The Double-Edged Sword of Rising Air Cargo Demand During Peak Season - Sobel Network Shipping Co., Inc.

The Double-Edged Sword of Rising Air Cargo Demand During Peak Season

As we traverse the first half of 2024, a notable gap emerges between the actual demand for cross-border air cargo services and earlier projections for the year, sparking discussions on the potential trajectory of this surge as we approach the bustling peak season starting mid-September.

Driven by an unwavering enthusiasm for e-commerce and marred by maritime logistics challenges, the air cargo sector has been witnessing a robust demand. However, this doesn’t guarantee immunity against other market fluctuations. Shippers, wary of potential delays from longer ocean transit times and complications such as the risky navigation around the Red Sea and possible dockworker strikes at U.S. East Coast ports this fall, are advancing their fall orders. This shift might be prematurely consuming the demand typically reserved for future periods rather than indicating a genuine uptick in trade activities.

The statistics might suggest a strong market, but they’re somewhat misleading. This year’s growth, though apparent, is calculated against a weaker first half of 2023 when cargo volumes fell by 10% from the previous year. As retailers had been conservative with their inventory orders, the market’s rebound in the latter part of last year sets a challenging precedent for maintaining similar growth rates moving forward.
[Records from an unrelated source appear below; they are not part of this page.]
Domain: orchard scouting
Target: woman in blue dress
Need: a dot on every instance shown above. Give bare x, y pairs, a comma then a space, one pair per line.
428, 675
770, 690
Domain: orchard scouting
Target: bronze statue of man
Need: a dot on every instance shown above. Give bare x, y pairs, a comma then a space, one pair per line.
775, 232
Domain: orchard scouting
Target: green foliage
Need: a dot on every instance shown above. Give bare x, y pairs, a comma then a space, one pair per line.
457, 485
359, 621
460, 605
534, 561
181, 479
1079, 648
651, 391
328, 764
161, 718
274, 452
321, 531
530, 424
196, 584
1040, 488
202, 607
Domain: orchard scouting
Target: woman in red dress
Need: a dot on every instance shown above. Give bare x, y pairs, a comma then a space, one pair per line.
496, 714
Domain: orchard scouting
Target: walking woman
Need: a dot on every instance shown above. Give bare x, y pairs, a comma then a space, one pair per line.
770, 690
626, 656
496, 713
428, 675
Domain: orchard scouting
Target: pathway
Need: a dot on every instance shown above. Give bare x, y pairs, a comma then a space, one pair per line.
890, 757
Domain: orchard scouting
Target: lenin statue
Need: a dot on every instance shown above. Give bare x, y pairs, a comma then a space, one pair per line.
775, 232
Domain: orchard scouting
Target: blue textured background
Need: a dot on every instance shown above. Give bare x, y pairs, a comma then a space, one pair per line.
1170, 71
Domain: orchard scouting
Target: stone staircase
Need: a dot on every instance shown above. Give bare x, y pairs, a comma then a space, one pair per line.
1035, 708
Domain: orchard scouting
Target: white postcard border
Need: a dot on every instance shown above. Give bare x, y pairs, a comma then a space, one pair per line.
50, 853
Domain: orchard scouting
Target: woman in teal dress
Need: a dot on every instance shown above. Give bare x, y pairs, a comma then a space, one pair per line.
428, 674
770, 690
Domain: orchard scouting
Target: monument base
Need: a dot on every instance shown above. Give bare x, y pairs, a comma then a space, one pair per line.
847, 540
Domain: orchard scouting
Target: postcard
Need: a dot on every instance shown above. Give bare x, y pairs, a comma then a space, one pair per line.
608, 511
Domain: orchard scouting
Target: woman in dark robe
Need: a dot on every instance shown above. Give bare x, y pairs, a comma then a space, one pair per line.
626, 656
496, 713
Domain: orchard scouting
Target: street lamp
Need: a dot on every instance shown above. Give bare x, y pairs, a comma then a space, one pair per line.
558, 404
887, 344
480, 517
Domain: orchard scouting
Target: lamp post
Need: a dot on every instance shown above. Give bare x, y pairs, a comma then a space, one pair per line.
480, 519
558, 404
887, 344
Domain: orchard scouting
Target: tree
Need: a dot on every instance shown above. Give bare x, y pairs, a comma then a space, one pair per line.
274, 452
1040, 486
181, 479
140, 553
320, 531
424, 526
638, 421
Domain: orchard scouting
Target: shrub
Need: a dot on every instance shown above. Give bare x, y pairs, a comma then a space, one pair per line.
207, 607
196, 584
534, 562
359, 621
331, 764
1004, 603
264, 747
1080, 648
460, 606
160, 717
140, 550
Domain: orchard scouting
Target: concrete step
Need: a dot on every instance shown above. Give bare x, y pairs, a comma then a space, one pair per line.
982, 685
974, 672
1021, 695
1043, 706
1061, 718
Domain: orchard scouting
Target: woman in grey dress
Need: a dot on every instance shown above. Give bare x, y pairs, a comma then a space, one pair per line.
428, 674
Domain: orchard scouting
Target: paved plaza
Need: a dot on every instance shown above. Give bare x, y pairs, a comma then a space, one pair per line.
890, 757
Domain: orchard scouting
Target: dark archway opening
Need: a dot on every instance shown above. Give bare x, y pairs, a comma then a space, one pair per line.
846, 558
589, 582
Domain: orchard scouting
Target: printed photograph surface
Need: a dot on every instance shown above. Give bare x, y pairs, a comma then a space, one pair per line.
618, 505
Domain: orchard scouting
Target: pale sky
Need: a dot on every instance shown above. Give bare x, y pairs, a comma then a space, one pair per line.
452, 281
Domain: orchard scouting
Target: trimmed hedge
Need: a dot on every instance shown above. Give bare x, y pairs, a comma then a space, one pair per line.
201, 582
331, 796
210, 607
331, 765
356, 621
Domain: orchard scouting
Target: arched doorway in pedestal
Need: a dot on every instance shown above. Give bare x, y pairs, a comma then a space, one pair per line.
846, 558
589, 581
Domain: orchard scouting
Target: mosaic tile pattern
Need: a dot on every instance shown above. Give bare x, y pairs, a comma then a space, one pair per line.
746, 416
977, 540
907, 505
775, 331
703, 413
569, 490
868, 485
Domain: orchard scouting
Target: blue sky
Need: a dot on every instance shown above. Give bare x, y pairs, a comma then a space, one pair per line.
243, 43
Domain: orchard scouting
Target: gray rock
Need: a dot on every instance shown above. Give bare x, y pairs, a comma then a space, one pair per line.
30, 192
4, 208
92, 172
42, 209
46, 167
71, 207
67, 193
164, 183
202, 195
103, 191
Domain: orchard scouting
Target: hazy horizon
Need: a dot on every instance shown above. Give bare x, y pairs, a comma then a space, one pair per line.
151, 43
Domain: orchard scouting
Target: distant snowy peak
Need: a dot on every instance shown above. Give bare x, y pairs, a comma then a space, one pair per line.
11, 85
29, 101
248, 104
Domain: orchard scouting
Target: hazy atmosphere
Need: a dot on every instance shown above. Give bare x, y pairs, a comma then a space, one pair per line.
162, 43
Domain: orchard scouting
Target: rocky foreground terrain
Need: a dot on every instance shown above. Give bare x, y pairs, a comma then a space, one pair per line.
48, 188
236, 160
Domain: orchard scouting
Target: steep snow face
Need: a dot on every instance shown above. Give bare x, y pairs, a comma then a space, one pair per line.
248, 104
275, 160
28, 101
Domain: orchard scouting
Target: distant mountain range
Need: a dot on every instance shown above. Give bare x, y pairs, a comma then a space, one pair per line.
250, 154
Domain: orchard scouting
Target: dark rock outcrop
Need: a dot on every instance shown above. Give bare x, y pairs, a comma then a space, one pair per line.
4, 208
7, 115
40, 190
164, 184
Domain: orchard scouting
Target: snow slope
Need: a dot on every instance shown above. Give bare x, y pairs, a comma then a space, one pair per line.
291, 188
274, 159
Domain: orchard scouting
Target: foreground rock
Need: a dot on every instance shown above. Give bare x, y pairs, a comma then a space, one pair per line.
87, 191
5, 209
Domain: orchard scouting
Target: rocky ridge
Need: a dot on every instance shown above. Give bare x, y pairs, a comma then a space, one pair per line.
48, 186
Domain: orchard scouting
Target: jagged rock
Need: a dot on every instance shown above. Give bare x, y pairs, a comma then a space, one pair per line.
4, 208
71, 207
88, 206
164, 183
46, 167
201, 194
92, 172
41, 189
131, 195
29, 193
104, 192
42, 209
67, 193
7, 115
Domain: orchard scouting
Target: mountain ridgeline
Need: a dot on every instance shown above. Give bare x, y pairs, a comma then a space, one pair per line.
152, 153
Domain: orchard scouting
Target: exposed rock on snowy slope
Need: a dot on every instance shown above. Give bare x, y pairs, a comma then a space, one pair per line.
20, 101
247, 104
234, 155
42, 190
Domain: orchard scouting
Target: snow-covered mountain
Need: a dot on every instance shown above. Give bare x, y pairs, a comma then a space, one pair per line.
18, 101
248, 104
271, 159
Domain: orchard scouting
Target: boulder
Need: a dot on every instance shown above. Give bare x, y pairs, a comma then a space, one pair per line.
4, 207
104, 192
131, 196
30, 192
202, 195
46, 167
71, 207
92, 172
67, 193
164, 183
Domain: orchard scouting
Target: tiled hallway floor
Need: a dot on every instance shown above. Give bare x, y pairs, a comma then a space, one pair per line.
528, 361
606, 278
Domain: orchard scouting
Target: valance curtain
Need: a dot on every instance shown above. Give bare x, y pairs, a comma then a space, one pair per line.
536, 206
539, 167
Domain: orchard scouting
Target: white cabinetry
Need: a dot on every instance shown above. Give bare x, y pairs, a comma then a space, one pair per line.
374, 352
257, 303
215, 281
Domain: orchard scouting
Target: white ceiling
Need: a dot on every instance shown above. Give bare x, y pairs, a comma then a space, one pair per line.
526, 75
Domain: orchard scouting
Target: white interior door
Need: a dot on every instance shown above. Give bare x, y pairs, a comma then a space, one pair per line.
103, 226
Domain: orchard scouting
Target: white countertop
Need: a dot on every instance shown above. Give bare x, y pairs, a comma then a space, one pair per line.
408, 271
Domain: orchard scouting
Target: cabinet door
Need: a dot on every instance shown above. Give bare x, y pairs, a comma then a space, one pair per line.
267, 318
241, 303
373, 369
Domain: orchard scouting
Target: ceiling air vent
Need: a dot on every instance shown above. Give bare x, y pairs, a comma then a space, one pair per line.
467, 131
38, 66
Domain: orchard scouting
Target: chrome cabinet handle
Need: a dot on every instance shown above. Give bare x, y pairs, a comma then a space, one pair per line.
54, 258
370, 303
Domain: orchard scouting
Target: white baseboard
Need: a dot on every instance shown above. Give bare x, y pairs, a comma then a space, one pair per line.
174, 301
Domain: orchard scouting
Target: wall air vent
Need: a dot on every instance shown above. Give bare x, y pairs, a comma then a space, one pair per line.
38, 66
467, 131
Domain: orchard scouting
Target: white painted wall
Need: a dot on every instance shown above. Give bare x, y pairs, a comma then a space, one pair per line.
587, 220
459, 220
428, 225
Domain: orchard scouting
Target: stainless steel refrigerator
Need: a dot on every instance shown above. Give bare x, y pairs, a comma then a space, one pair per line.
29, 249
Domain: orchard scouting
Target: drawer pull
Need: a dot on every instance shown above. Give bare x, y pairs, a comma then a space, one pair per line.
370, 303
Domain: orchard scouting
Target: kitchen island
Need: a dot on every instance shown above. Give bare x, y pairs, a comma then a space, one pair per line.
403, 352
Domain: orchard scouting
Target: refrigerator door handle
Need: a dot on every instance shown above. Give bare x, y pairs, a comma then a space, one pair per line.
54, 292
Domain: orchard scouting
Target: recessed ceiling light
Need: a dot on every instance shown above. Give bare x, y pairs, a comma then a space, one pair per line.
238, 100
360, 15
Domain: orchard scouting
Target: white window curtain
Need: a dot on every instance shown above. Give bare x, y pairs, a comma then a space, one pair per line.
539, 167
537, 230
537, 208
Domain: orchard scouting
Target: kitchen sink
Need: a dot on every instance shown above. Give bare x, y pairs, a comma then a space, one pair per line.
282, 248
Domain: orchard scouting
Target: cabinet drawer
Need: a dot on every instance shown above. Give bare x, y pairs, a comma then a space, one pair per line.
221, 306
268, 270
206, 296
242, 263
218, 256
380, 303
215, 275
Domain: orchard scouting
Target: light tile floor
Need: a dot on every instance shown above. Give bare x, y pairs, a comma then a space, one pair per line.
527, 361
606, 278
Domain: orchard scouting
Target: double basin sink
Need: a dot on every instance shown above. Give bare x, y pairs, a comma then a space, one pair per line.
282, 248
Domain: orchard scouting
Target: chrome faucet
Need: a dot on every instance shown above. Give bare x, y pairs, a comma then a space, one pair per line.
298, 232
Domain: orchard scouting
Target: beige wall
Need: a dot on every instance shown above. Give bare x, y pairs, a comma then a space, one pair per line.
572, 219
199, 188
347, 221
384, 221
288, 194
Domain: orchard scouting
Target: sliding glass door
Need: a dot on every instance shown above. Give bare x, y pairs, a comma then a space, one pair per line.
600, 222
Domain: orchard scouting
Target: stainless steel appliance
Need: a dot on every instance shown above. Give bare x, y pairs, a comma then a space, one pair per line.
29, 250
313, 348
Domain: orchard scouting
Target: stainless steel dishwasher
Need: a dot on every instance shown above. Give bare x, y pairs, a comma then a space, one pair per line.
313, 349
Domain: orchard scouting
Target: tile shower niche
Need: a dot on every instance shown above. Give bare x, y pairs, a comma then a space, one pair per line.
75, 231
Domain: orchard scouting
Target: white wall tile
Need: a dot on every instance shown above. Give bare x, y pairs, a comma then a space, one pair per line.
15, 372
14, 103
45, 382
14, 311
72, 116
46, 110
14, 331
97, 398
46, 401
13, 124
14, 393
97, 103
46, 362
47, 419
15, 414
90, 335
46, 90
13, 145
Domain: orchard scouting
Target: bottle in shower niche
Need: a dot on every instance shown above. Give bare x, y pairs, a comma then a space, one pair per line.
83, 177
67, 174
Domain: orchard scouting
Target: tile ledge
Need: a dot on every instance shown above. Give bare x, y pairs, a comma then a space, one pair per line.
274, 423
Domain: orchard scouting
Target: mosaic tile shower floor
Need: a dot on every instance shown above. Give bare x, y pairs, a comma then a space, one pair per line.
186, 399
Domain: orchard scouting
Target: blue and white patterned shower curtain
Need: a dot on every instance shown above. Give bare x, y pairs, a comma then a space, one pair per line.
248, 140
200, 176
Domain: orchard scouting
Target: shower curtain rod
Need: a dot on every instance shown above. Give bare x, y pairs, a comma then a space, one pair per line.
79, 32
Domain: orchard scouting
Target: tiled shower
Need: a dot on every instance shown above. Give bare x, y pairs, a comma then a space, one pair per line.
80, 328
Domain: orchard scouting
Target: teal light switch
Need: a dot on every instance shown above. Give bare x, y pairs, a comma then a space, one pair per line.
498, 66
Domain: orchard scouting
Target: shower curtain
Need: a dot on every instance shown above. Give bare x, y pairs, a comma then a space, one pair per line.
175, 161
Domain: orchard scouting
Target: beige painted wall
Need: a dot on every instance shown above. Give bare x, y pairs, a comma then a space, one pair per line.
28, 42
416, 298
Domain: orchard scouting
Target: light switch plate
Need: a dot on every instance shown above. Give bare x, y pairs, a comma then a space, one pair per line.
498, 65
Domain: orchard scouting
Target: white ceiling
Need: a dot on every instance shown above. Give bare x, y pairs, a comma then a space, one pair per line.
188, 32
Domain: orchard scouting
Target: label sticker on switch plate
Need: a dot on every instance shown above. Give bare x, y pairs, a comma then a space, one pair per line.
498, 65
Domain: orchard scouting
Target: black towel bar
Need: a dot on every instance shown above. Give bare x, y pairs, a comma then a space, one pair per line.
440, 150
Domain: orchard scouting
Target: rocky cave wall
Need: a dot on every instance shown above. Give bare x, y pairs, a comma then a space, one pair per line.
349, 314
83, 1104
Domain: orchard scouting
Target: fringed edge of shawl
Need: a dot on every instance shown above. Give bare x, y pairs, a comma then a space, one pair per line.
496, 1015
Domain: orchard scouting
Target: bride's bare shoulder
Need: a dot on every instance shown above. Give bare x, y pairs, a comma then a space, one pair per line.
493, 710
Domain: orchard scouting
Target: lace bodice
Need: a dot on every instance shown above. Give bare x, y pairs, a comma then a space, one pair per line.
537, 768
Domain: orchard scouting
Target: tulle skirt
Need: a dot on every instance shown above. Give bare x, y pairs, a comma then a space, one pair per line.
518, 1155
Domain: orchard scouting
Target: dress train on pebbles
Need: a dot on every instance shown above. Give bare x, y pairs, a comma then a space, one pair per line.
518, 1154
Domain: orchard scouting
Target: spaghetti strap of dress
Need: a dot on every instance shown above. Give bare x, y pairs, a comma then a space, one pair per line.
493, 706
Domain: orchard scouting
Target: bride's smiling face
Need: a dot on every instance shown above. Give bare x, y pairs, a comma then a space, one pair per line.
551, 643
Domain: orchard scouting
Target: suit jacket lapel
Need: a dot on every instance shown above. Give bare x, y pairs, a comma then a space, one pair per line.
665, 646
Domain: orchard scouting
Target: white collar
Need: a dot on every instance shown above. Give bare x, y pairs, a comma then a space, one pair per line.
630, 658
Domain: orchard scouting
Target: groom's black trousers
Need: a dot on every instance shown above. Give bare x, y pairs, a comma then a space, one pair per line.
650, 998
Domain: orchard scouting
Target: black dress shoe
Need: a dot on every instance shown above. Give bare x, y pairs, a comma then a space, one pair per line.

Despite these nuances, the strain on capacity and consistent price hikes across main trade corridors are prompting businesses to secure transport deals for the impending peak season. According to Xeneta, a freight market tracker, airfreight volumes in June saw a 13% year-over-year increase, while shipping supply lagged behind with only a 3% rise. This marks the seventh consecutive month of significant growth in chargeable weight carried by airlines, indicating a strong recovery from an 18-month slump. Capacity utilization also saw a 4-point rise to 59%.

E-commerce, accounting for a fifth of the global air cargo volumes and even more along major export routes from Asia to Europe and North America, remains robust despite heightened scrutiny by U.S. Customs and Border Protection. Reports of e-commerce shipments from China facing minor delays have not significantly impacted air cargo traffic or led to canceled freighter flights.

The pressure on ocean shipping stems not from demand, which has only seen a slight increase, but from a thin supply line of vessels and containers. The skyrocketing costs of ocean freight, with rates significantly higher than during pre-pandemic times, are making air cargo a more viable option for many businesses. Rotate, an air cargo consultancy, notes that the gap between airfreight and ocean shipping costs is the narrowest since late 2022, making air cargo increasingly attractive.

Meanwhile, logistics providers are facing challenges in securing space with airlines for the remainder of the year, as Chinese e-commerce platforms have snapped up long-term capacity. The upcoming peak season may see a surge in rates, with potential increases up to 50% for those without prearranged space agreements.

As the second half of 2024 unfolds, the overall growth in air cargo demand is predicted to decelerate, primarily due to a strong performance in the last quarter of 2023, making high growth rates harder to sustain. With IATA forecasting a modest increase in airfreight traffic against a higher capacity growth, the industry might face reduced yields and a potentially softer market as the year ends.

Whether this surge in air cargo demand is a temporary boost or a sign of a longer-term shift in the transportation landscape remains to be seen. Nonetheless, businesses are adjusting their strategies, potentially reshaping the logistics industry for years to come.